At the moment he caught sight of them the great beasts scrambled to their feet, turned their heads in his direction, and snorted. They had evidently scented him.
Knowing that the rhinoceros is usually a timid and inoffensive creature, living on herbs, and not a flesh-eater like the lion, Challis expected the beasts to sheer off. But these animals, like other denizens of the wilds, are sometimes driven into hostility and aggression by alarm.
There was a moment of suspense. Then the rhinoceroses raised their blunt-horned heads, snorted again, and came at a lumbering charge straight for the head of the column. The guide shouted and threw his spear, which glanced off the tough hide of the first, then he uttered a yell and bolted.
Challis had only an instant for making up his mind what to do. On one side of the path was yielding bog, on the other was drier ground, dotted with bushes. The path itself was blocked by the halted column. He dared not use his rifle, for fear of giving warning to the enemy. The leading rhinoceros was charging straight towards him. The only chance of safety was to run.
He turned and sprinted across the open ground. The rhinoceros, infuriated by the guide's spear, swerved off the path and followed him. Its companion headed straight along the path.

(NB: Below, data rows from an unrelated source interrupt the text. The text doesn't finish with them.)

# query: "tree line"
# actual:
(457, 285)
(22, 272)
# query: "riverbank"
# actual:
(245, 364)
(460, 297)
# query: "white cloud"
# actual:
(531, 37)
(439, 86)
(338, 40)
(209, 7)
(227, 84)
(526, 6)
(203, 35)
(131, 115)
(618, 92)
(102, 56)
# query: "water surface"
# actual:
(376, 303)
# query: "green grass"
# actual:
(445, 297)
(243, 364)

In a few seconds Challis found that the beast, in spite of its size and unwieldiness, was gaining upon him. He darted aside when it was close behind him, expecting that it would continue in its half-blind charge. To his alarm it struck off almost immediately in his direction.
There was no friendly tree in sight. The rhinoceros broke through the bushes as if they were cobwebs. Challis dodged, first on one side, then on the other, but the beast showed an alarming nimbleness. More than once Challis escaped its formidable horn only by inches.
THE RHINOCEROS IN PURSUIT
THE RHINOCEROS IN PURSUIT
Running on in desperation he stumbled, and had given himself up for lost when he was conscious of a diversion. A dark form, running with extraordinary speed, dashed obliquely towards him, and buried a spear deep in the animals' side. It turned savagely to deal with this new assailant, who had darted off at an angle. For a few yards the rhinoceros followed him, then it staggered, made a vain effort to recover itself, and fell a huge heap upon the ground.
The negro rushed back, plucked out his spear, and driving it again into the quivering beast dealt it a death-blow. Challis went up to him. Umgabaloo fell on his knees.
"I was right," thought Challis, glowing with pleasure. "Any one who says that the negro knows no gratitude lies."
Meanwhile the column had scattered far and wide to escape the second rhinoceros, which had apparently taken fright at the number of men, and had now disappeared. It was an hour before the negroes were collected and the march resumed.